There are a few general strategies that can be followed to determine the cause of unexpected behavior. These are a few of the tools available to help determine where problems occur.
The TORQUE server host must be able to perform both forward and reverse name lookup on itself and on all compute nodes. Likewise, each compute node must be able to perform forward and reverse name lookup on itself, the TORQUE server host, and all other compute nodes. In many cases, name resolution is handled by configuring the node's /etc/hosts file although DNS and NIS services may also be used. Commands such as nslookup or dig can be used to verify proper host resolution.
Invalid host resolution may exhibit itself with compute nodes reporting as down within the output of pbsnodes -a and with failure of the momctl -d 3 command. |
Be sure that, if you have firewalls running on the server or node machines, you allow connections on the appropriate ports for each machine. TORQUE pbs_mom daemons use UDP ports 1023 and below if privileged ports are configured (privileged ports is the default). The pbs_server and pbs_mom daemons use TCP and UDP ports 15001-15004 by default.
Firewall based issues are often associated with server to MOM communication failures and messages such as 'premature end of message' in the log files.
Also, the tcpdump program can be used to verify the correct network packets are being sent.
The pbs_server keeps a daily log of all activity in the TORQUE_HOME/server_logs directory. The pbs_mom also keeps a daily log of all activity in the TORQUE_HOME/mom_logs/ directory. These logs contain information on communication between server and MOM as well as information on jobs as they enter the queue and as they are dispatched, run, and terminated. These logs can be very helpful in determining general job failures. For MOM logs, the verbosity of the logging can be adjusted by setting the loglevel parameter in the mom_priv/config file. For server logs, the verbosity of the logging can be adjusted by setting the server log_level attribute in qmgr.
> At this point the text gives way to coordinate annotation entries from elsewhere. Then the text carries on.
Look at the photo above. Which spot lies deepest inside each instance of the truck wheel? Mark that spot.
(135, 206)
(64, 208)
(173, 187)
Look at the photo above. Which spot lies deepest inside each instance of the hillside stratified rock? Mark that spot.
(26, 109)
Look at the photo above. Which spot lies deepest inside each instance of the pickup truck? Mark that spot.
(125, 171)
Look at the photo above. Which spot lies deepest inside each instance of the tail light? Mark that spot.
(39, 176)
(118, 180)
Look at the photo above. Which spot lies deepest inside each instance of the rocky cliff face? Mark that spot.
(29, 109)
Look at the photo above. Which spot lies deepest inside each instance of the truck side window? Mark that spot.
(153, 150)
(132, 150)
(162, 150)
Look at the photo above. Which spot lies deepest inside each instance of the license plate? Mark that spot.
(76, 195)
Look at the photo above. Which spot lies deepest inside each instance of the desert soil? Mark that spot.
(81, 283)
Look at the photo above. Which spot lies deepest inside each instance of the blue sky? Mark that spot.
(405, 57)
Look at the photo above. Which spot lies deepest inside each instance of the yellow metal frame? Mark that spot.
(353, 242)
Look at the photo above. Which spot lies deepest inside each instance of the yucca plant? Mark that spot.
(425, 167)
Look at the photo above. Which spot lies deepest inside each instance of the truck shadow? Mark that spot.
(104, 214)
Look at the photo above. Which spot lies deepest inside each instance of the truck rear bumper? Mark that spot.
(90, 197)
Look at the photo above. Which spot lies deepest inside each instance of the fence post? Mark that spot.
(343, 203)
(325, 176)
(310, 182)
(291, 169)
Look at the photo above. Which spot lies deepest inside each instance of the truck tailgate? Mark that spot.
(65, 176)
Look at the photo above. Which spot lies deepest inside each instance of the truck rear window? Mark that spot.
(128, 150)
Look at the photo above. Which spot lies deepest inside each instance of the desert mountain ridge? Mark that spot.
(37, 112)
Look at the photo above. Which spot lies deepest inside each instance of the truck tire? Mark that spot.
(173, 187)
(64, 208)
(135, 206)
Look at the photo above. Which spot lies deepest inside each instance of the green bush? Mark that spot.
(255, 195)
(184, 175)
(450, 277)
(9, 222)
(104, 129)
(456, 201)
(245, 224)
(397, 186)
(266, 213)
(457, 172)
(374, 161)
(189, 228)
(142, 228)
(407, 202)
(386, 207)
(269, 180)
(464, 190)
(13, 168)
For both pbs_mom and pbs_server daemons, the log verbosity level can also be adjusted by setting the environment variable PBSLOGLEVEL to a value between 0 and 7. Further, to dynamically change the log level of a running daemon, use the SIGUSR1 and SIGUSR2 signals to increase and decrease the active loglevel by one. Signals are sent to a process using the kill command. For example, kill -USR1 `pgrep pbs_mom` would raise the log level up by one. The current loglevel for pbs_mom can be displayed with the command momctl -d3.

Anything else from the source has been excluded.